Eric Cantor wasn't the only one who lost. Photographer: Scott Olson/Getty Images
Eric Cantor wasn't the only one who lost. Photographer: Scott Olson/Getty Images

A likely implication of the shocking upset of House Majority Leader Eric Cantor yesterday will be to drive the 2016 Republican presidential candidates to the right on immigration.

That spells trouble for Jeb Bush, the former Florida governor, and Marco Rubio, Florida's freshman senator, who have been advocates of immigration reform. It plays to the strength of Senator Ted Cruz of Texas, who fought against the Rubio-sponsored immigration measure passed by the Senate last year.

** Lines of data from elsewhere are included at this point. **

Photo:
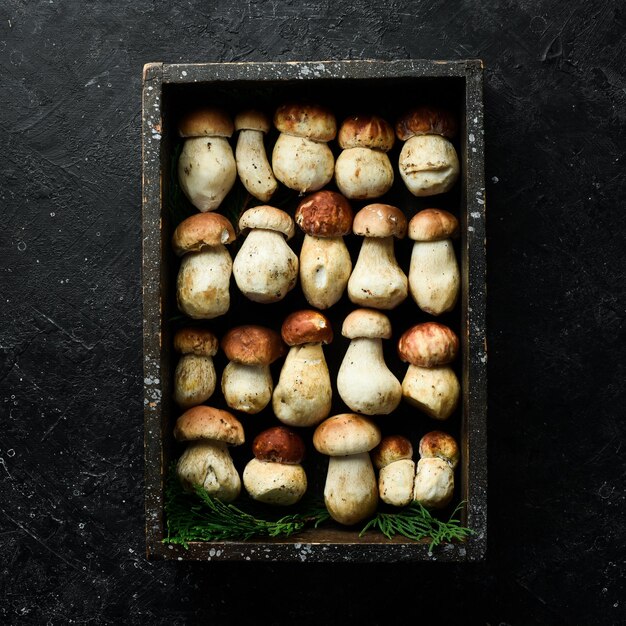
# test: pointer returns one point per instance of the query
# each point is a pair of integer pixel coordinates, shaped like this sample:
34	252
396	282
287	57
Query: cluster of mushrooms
364	467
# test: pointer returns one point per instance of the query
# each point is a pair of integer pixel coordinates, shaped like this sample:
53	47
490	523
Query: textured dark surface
71	437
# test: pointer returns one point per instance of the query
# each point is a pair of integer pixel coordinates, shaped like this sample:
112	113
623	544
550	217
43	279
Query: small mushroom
428	161
194	377
246	380
275	475
301	158
393	458
434	277
206	461
266	268
364	381
206	167
203	283
303	395
430	383
253	165
363	169
434	478
377	280
350	490
325	263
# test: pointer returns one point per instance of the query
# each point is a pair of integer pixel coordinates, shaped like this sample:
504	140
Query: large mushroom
428	160
364	381
377	280
325	263
363	169
434	276
275	474
246	380
266	268
430	383
253	167
350	490
194	377
206	461
203	283
303	395
301	158
206	167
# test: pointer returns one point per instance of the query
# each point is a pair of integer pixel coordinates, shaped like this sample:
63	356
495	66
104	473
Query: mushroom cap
428	344
367	323
366	131
391	448
252	345
279	445
307	326
252	120
433	225
206	122
325	214
309	120
380	220
198	341
441	445
346	434
426	120
267	218
208	423
202	230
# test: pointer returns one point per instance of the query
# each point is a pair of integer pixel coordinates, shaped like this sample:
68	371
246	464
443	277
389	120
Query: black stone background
71	430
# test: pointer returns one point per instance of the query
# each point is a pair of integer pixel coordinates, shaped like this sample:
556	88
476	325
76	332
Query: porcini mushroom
350	490
434	277
266	268
275	474
206	166
434	478
206	461
253	167
377	280
246	380
303	395
301	158
393	458
430	383
363	169
364	381
325	263
203	283
194	377
428	160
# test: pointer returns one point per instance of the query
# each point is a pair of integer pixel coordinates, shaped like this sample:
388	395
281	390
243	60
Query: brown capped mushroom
253	165
194	377
428	161
350	490
206	462
377	280
363	169
203	283
266	268
206	166
301	158
364	381
434	276
430	383
275	474
247	381
303	395
325	263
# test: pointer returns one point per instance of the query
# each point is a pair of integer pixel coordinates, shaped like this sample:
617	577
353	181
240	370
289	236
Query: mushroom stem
377	280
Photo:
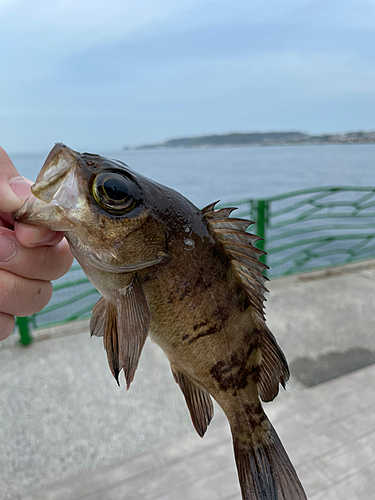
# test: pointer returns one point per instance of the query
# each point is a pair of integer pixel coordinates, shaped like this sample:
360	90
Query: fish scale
189	278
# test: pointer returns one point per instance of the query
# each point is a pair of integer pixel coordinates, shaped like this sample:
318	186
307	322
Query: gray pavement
63	418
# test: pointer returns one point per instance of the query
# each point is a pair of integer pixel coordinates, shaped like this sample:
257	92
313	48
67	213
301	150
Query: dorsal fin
231	234
209	207
238	245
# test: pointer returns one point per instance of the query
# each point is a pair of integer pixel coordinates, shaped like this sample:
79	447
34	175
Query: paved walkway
63	418
328	430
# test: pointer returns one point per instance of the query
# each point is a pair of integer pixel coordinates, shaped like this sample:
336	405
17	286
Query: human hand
30	256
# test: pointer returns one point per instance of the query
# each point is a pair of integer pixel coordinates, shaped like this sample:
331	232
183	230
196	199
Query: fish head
108	213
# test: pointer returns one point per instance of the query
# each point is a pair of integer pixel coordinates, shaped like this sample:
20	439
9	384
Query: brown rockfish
189	278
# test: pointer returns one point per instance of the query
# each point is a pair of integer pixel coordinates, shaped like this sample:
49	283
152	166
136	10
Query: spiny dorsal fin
231	234
110	340
209	207
198	401
133	324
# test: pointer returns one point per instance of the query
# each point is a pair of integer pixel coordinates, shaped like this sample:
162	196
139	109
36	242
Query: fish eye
114	193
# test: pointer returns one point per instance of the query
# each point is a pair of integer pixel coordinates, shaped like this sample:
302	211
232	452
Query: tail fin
265	471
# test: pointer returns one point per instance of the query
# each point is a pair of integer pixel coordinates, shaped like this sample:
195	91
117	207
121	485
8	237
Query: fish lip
46	205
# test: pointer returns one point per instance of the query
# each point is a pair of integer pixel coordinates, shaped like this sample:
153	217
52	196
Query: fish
189	278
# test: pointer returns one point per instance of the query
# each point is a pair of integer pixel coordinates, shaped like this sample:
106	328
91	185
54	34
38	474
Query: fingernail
7	249
20	187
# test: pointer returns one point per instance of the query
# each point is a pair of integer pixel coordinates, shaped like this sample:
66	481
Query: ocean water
229	174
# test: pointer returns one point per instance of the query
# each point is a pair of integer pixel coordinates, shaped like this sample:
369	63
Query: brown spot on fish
202	323
210	331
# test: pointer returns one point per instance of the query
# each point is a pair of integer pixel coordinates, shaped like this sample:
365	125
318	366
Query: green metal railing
302	231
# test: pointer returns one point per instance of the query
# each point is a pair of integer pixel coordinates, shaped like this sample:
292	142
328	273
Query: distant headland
261	139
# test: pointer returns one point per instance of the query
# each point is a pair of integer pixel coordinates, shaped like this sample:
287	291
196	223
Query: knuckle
22	296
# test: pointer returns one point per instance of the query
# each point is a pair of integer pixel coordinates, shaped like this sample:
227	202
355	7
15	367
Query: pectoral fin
198	401
124	328
133	322
111	340
97	321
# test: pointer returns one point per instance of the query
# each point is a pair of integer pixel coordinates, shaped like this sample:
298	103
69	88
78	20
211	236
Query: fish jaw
55	196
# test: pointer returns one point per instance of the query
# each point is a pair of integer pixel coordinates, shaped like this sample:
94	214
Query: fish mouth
54	193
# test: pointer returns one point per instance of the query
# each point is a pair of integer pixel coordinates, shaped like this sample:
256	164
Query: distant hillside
262	139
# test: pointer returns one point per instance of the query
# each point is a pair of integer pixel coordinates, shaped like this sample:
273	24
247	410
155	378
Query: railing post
262	222
25	330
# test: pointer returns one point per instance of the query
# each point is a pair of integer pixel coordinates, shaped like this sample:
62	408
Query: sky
99	75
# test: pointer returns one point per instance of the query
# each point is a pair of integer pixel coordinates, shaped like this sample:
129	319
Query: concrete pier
68	432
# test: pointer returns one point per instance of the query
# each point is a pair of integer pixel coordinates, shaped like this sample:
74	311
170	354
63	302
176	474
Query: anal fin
98	316
198	401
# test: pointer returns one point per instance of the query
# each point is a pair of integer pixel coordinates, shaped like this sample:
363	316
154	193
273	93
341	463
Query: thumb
14	189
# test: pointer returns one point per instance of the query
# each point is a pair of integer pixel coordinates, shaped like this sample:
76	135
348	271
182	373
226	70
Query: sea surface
229	174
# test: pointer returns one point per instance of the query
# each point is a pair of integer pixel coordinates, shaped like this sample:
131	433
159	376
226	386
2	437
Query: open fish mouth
54	194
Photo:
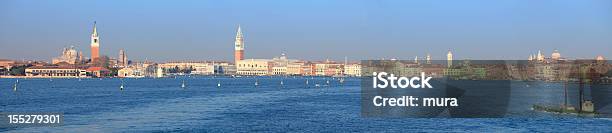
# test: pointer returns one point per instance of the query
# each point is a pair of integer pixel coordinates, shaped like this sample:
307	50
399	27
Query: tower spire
238	46
95	31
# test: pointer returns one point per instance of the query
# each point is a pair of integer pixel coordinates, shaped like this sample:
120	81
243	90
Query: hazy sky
308	29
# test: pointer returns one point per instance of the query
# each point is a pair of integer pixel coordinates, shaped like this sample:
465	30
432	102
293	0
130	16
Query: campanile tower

The 2012 Republican nominee, Mitt Romney, made a calculation that he had to adopt an anti-immigration posture to get through the primaries, going so far as to raise the possibility of undocumented workers "self-deporting." Though the strategy earned Romney his party's nomination, it cost him in the general election: he received just 27 percent of the fast-growing Latino vote and was clobbered in Asian-American communities.

David Brat, the college professor who decisively defeated Cantor, hammered the incumbent for supporting amnesty for undocumented workers. The charge was false -- Cantor only embraced amnesty for their children -- but it worked.

Rubio has been trying to play down his key role in the Senate's expansive (and bipartisan) immigration legislation. It's doubtful the anti-immigration wing of the Republican Party, especially strong in the early-voting state of Iowa, will let him walk away from this part of his record. Ditto for Bush, who has long been pro-immigration reform, as have most members of his family.